「これ、オススメやで。」

悩む佳乃の横から、スッと手が伸びる。
顔を見なくても分かった。
外で待っているはずのセッテだ。

すぐ、肩が触れそうなそうなぐらいに、近い。
どうして追いかけてくれたのか分からないが、二人で並べることが素直に嬉しかった。

「…よく、使うの?」

渡されたものの、彼の顔を見られないのは、赤面している所を知られたくから。

「パソコン得意なヤツに教えてもらったんよ。俺も冷蔵庫入っとる。
値段も安いし、コストパフォーマンスっちゅーやつはええな。」

「じゃあ、これにしてみる。」

「なんや俺、押し売りみたいになってしもたわ。」

高鳴る心を隠して笑いながら、持っていた目薬を戻して、セッテに渡されたものを持ってレジに向かう。

「押し売りなら、いちばん高いものを勧めなさいよ。」

「せやなぁ。
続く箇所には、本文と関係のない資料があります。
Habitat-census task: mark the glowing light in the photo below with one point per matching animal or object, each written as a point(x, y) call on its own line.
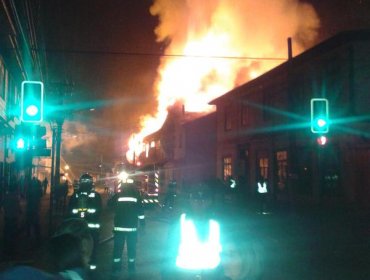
point(208, 39)
point(322, 140)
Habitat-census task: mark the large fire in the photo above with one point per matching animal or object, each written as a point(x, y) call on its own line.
point(216, 45)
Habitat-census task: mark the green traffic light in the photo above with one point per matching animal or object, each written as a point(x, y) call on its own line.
point(321, 122)
point(32, 99)
point(32, 110)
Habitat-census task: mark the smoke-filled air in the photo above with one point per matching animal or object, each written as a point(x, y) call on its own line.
point(213, 46)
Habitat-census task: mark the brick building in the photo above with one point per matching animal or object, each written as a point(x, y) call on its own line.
point(263, 126)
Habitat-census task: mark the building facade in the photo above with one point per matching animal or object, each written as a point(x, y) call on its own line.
point(184, 150)
point(263, 126)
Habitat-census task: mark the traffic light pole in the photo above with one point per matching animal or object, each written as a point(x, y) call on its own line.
point(55, 166)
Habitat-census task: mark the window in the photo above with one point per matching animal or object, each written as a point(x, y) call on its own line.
point(282, 163)
point(264, 165)
point(227, 167)
point(2, 79)
point(245, 116)
point(227, 118)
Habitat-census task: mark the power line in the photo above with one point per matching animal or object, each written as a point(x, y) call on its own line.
point(123, 53)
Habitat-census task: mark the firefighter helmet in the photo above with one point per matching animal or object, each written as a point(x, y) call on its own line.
point(86, 182)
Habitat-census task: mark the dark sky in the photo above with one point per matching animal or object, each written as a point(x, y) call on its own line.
point(108, 50)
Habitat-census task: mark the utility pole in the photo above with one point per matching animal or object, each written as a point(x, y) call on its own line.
point(56, 124)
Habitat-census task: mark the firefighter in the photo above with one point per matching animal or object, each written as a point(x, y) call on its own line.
point(86, 204)
point(194, 242)
point(169, 200)
point(262, 190)
point(128, 211)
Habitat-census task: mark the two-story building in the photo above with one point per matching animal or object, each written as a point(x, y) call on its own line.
point(182, 150)
point(263, 126)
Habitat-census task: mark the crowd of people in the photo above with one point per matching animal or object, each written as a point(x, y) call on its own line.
point(201, 242)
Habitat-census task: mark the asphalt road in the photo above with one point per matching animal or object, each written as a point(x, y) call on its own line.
point(300, 244)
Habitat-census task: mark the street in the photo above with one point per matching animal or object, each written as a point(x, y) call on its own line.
point(304, 244)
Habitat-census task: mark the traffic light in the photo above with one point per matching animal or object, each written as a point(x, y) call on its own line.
point(32, 101)
point(320, 115)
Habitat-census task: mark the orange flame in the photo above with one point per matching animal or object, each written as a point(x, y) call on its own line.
point(217, 45)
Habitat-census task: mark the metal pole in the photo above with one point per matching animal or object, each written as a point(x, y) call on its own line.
point(52, 179)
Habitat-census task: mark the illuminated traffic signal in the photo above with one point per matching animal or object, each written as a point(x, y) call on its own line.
point(32, 101)
point(320, 115)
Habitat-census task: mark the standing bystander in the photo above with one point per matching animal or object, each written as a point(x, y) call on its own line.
point(12, 211)
point(45, 184)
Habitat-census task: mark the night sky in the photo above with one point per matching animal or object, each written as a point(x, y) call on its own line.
point(108, 50)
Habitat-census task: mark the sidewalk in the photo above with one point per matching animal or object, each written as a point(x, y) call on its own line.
point(26, 246)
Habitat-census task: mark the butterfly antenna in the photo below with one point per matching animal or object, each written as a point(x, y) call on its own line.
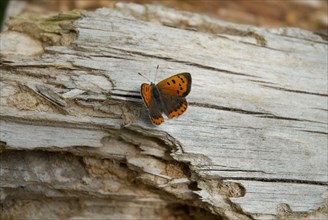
point(156, 72)
point(144, 77)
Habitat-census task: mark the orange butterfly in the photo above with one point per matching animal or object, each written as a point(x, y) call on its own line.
point(168, 97)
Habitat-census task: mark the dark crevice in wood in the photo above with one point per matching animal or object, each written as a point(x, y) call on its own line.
point(273, 180)
point(247, 112)
point(315, 132)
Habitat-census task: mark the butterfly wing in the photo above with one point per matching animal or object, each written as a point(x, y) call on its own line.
point(155, 112)
point(174, 105)
point(177, 85)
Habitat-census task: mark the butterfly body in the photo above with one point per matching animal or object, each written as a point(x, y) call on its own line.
point(168, 97)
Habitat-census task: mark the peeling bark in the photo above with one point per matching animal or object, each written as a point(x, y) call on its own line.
point(76, 141)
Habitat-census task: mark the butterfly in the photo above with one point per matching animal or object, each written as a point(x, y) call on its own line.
point(168, 97)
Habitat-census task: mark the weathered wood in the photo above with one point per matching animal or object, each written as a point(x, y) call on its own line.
point(252, 144)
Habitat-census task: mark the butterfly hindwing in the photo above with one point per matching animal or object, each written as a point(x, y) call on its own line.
point(177, 85)
point(174, 105)
point(168, 97)
point(155, 111)
point(146, 94)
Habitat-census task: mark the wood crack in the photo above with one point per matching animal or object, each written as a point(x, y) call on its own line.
point(295, 181)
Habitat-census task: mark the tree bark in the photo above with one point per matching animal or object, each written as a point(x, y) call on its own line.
point(77, 142)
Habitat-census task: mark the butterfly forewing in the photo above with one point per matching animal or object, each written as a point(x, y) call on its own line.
point(177, 85)
point(174, 105)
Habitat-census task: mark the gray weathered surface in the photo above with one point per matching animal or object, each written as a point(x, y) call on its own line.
point(254, 135)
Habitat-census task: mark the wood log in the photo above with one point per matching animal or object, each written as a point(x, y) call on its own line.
point(77, 142)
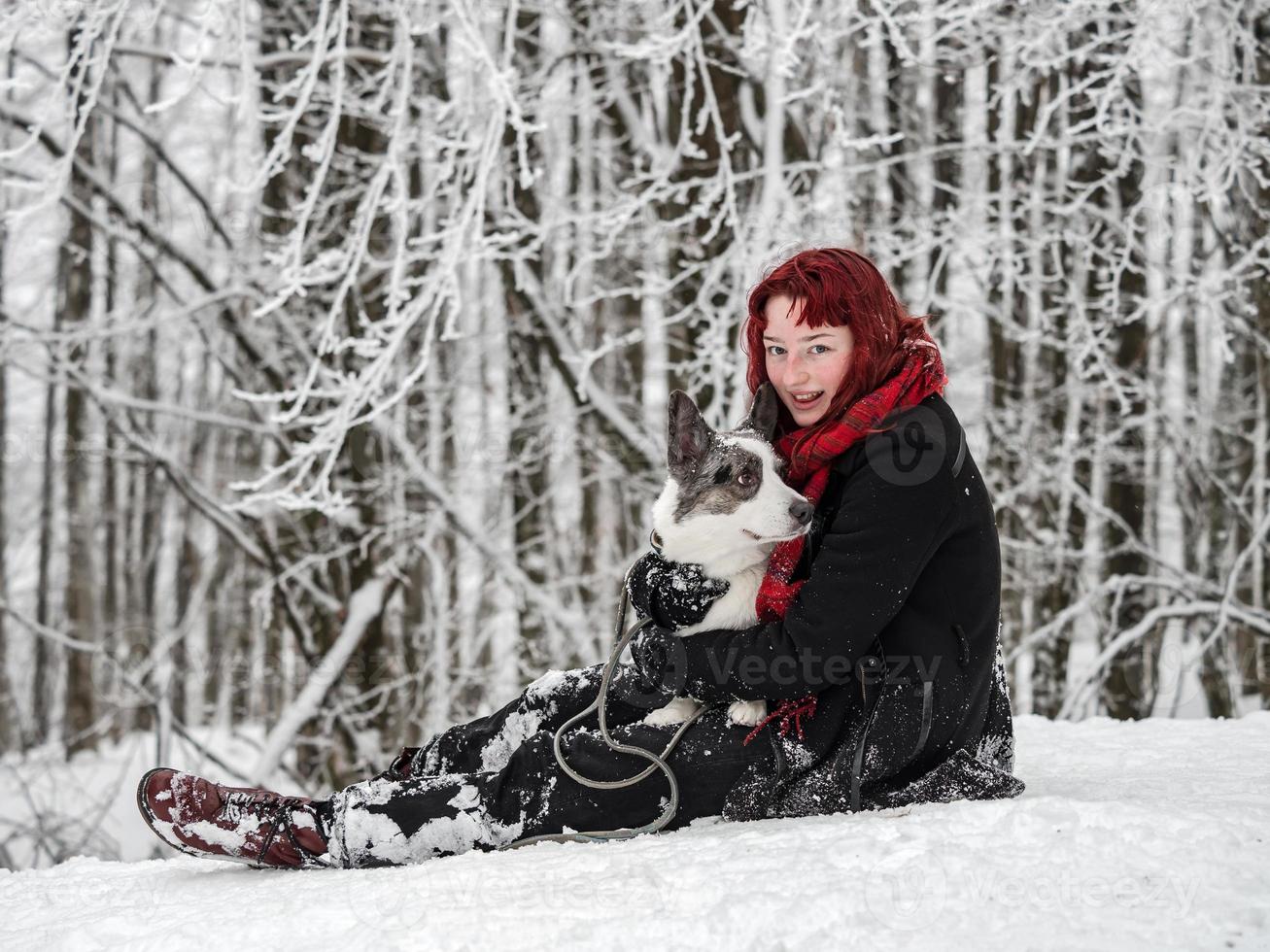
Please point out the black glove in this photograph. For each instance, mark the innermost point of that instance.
(659, 662)
(673, 595)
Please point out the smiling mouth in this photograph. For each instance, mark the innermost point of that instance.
(810, 397)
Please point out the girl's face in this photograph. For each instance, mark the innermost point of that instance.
(804, 362)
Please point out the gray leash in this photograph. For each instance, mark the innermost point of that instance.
(657, 761)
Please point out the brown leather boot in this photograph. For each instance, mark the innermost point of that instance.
(244, 824)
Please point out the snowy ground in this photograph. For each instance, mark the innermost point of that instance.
(1130, 835)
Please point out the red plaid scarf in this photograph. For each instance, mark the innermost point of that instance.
(921, 375)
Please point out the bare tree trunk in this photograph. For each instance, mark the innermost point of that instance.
(75, 307)
(11, 723)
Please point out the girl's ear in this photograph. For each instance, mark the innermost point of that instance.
(764, 410)
(687, 435)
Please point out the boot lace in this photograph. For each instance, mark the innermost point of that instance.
(277, 812)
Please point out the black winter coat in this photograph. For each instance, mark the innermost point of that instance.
(896, 631)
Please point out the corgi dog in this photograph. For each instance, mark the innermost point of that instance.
(725, 507)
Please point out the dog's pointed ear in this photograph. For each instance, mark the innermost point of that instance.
(687, 434)
(764, 410)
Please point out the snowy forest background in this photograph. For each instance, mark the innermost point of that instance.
(335, 339)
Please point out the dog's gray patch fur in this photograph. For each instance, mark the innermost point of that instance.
(711, 488)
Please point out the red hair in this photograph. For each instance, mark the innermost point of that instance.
(837, 287)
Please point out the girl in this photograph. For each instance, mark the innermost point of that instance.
(877, 642)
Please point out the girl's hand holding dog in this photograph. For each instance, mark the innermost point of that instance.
(673, 595)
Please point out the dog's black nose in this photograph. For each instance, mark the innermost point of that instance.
(802, 512)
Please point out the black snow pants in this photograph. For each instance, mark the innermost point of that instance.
(493, 781)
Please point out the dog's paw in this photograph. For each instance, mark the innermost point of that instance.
(679, 710)
(747, 714)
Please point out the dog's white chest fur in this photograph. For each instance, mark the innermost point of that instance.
(733, 608)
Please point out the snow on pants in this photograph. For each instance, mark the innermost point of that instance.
(495, 781)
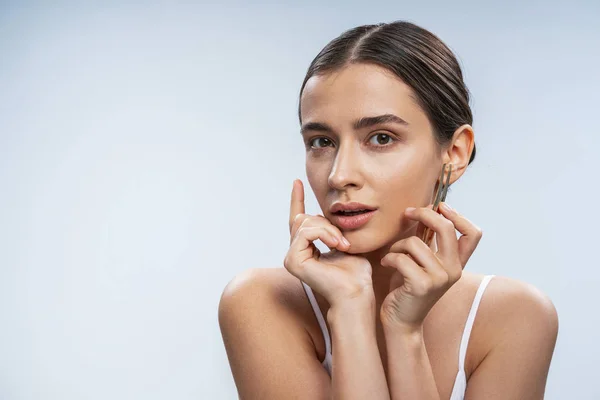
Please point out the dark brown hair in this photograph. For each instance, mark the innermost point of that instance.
(416, 56)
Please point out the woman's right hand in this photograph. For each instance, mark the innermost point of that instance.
(336, 275)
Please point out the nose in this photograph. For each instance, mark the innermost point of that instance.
(346, 168)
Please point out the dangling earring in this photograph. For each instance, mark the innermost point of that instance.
(441, 189)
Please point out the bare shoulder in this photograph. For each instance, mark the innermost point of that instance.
(275, 288)
(263, 325)
(513, 314)
(512, 301)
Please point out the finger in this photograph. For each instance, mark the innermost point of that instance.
(410, 271)
(470, 233)
(308, 221)
(306, 235)
(426, 259)
(296, 202)
(443, 227)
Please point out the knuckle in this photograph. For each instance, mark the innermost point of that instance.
(478, 232)
(424, 285)
(412, 241)
(447, 225)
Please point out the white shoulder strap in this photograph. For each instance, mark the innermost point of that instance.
(470, 320)
(319, 315)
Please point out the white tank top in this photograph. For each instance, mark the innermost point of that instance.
(460, 383)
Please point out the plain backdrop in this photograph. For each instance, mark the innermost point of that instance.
(147, 153)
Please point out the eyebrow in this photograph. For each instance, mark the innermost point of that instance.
(361, 123)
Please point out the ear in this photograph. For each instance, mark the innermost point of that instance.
(458, 152)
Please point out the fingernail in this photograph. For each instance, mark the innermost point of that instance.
(447, 207)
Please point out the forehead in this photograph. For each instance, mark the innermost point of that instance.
(356, 91)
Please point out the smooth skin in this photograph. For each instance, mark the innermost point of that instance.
(395, 307)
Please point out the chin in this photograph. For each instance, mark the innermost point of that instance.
(362, 242)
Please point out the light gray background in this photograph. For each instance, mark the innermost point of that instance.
(147, 155)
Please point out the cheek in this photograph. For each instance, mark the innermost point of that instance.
(317, 175)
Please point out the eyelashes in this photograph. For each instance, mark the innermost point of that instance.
(324, 142)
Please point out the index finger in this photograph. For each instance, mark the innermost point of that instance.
(297, 201)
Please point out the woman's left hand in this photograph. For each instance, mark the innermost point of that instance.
(422, 276)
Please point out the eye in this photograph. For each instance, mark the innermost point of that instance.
(324, 142)
(381, 139)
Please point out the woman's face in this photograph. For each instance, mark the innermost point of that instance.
(388, 163)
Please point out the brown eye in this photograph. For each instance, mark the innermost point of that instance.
(323, 141)
(381, 139)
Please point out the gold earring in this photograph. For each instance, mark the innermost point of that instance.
(441, 190)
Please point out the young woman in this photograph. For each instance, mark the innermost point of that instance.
(383, 315)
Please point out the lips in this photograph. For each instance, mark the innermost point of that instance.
(352, 206)
(349, 222)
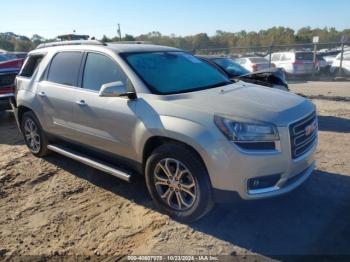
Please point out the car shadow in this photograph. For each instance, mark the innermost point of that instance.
(313, 219)
(334, 124)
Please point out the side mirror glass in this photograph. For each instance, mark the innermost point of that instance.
(114, 89)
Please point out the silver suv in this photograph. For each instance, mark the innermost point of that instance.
(197, 137)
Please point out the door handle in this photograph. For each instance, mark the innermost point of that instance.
(81, 103)
(42, 94)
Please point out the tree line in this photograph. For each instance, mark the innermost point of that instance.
(275, 35)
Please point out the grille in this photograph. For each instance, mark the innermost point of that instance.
(303, 135)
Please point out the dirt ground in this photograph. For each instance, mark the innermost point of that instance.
(56, 206)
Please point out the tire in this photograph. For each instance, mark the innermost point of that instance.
(33, 134)
(192, 180)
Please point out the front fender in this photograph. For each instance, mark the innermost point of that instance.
(186, 131)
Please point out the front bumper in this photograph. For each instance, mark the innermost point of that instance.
(231, 168)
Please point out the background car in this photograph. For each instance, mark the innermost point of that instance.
(322, 66)
(294, 62)
(253, 64)
(271, 78)
(345, 65)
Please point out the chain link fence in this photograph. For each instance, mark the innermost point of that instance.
(330, 60)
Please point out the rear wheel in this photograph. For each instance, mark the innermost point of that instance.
(34, 136)
(178, 182)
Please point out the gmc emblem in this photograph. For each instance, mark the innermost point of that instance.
(310, 129)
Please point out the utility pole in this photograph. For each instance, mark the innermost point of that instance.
(270, 54)
(315, 40)
(340, 74)
(119, 32)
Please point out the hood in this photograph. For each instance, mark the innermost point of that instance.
(236, 101)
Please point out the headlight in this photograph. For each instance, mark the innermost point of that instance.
(246, 132)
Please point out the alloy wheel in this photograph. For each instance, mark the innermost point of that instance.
(31, 134)
(175, 184)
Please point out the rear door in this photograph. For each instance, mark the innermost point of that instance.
(56, 93)
(105, 123)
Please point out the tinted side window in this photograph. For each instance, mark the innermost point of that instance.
(30, 65)
(100, 70)
(64, 68)
(275, 57)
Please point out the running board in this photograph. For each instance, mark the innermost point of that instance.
(90, 162)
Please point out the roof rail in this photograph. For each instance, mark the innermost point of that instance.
(132, 42)
(74, 42)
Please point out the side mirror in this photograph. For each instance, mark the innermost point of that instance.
(114, 89)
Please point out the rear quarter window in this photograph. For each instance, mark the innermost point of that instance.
(30, 65)
(65, 67)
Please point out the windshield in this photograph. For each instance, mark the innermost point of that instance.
(258, 60)
(231, 67)
(174, 72)
(3, 58)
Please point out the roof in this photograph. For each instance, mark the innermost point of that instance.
(121, 48)
(115, 47)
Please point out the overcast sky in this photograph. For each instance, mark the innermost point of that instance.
(50, 18)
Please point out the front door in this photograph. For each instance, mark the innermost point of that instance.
(56, 93)
(105, 123)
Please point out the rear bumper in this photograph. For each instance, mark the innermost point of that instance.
(5, 101)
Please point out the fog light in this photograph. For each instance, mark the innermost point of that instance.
(263, 182)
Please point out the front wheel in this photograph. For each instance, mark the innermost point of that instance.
(178, 182)
(34, 136)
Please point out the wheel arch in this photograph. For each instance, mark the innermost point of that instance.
(156, 141)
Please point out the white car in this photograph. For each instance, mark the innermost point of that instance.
(346, 64)
(253, 64)
(294, 62)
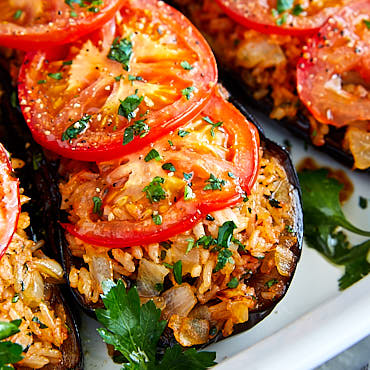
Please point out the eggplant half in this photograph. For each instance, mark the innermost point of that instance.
(46, 181)
(232, 77)
(17, 139)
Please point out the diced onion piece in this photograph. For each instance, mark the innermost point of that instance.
(149, 275)
(180, 300)
(284, 259)
(189, 331)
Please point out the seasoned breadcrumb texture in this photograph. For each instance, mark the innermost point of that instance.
(25, 291)
(207, 301)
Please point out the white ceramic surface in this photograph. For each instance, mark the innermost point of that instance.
(312, 323)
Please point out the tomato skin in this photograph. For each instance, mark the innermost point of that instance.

えらい良心的な押し売りになってしもたわ。困っとるかなぁ思たんやけど。」

「これも、“サポート”なわけ?」

「んー、サポートに入るんかなぁ・・・?どっちかっちゅーと、おせっかいかもしれん。」

可愛くない言葉しか吐けない自分が悔しい。
それでもセッテは顔をしかめることなく、一緒に笑ってくれる。

ほな、また外おるから。と、明るい声が聞こえた。

これを教えてくれるために、追いかけてくれたのか。

まだほんのり熱い顔が自然にゆるんでしまうのをなんとか隠しながら、佳乃は会計の列に並んだ。